Bridging the gap: Kubernetes on VMware Cloud Director

by Xavier Avrillier on Oct 6, 2023

Bridging the gap: Kubernetes on VMware Cloud Director image thumbnail

While the general trend of the last decade has been to move workloads to the cloud, along with major companies jumping on the bandwagon to offer their own managed services, the industry isn’t ready to relegate on-premises infrastructure to the closet just yet.

Many organizations keep running their own Software-Defined Datacentre (SDDC) and will do so for the foreseeable future for reasons such as sovereignty, low latency prerequisites, data privacy, or simply cloud providers selling IaaS capacity on VMware Cloud Director. On top of that, companies that already have solid investments in their on-premise SDDC with the right professionals to run it aren’t going to start over for the sake of moving to the cloud.

With that said, running an on-premises infrastructure isn’t a walk in the park, and Kubernetes is a whole different beast introduced to the zoo. It shouldn’t mean these customers can’t adopt the cloud native ecosystem without losing their sanity and this is where Giant Swarm jumps in by offering Kubernetes on VMware Cloud Director!

271318433-28dd6666-1405-427d-969b-de472725e64b

Positioning VMware Cloud Director within the cloud native landscape

Let’s first take a look at today’s star of the show and how we got to writing this piece.

VMware Cloud Director (VCD) is a cloud provider solution (much like OpenStack) built on VMware’s SDDC stack, featuring components such as VSAN for storage, NSX-T for networking, NSX ALB for load balancing, and of course, vSphere ESXi for compute.

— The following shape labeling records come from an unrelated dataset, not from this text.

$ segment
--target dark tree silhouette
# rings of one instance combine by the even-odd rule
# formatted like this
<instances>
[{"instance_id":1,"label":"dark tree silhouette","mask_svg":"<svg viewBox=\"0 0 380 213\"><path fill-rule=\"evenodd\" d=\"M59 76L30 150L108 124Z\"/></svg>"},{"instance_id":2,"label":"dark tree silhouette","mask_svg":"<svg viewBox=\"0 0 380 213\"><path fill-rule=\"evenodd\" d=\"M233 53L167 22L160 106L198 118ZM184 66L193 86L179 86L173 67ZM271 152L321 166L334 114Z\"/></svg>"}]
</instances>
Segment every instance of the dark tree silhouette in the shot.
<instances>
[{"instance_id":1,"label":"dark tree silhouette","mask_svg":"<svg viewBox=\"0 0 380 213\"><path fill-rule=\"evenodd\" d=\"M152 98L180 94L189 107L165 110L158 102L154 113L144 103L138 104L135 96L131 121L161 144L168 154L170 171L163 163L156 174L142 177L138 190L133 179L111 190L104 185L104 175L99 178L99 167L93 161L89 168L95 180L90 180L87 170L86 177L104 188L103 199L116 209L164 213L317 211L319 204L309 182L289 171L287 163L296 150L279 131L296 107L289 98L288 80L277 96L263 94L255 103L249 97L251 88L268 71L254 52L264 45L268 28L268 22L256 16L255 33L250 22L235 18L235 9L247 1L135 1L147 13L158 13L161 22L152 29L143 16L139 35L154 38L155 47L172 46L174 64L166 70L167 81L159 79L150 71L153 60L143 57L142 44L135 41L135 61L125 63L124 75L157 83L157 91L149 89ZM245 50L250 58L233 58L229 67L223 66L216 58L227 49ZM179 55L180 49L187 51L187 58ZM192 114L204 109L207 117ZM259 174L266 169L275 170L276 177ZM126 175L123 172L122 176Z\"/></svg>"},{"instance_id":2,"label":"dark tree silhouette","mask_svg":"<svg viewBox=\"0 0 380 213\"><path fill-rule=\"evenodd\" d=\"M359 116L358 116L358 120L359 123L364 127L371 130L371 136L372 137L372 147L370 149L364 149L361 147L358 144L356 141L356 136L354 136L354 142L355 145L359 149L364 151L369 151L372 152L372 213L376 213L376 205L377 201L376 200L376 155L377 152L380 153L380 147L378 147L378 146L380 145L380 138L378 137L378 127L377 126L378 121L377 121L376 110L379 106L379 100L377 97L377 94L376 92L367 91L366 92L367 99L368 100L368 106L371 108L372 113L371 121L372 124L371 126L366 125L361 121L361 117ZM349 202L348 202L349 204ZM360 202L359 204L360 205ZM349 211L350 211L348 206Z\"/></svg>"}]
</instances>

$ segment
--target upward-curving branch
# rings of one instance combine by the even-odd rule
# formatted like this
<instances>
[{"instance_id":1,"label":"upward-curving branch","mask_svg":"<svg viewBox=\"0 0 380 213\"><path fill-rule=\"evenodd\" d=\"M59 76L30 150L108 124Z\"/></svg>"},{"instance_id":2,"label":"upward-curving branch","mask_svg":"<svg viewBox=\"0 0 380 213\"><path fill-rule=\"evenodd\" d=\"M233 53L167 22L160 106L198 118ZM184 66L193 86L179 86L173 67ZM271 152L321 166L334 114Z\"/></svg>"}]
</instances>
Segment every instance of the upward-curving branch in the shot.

VCD is essentially a management layer added on top of these bricks, to allow organizations to sell resources to internal and external customers in various fashions such as Pay-As-You-Go or Reserved…

On top of these, VMware offers Kubernetes on VMware Cloud Director with Tanzu and the Container Storage Extension (CSE) plugin for VCD. However, we found that customers exploring this route face the same challenges as those looking at managed Kubernetes offerings from major hyperscalers:

  • Difficulty in finding talent to manage the platform.
  • Potential misalignment within the existing environment and intricate integration.
  • Limited or only expensive enterprise support.
  • A shift towards greater time investment in platform management and less time delivering features.
  • Substantial costs associated with staying on top of security concerns, update cycle, and incident response.
  • Navigating the difficulties associated with on-call rotations.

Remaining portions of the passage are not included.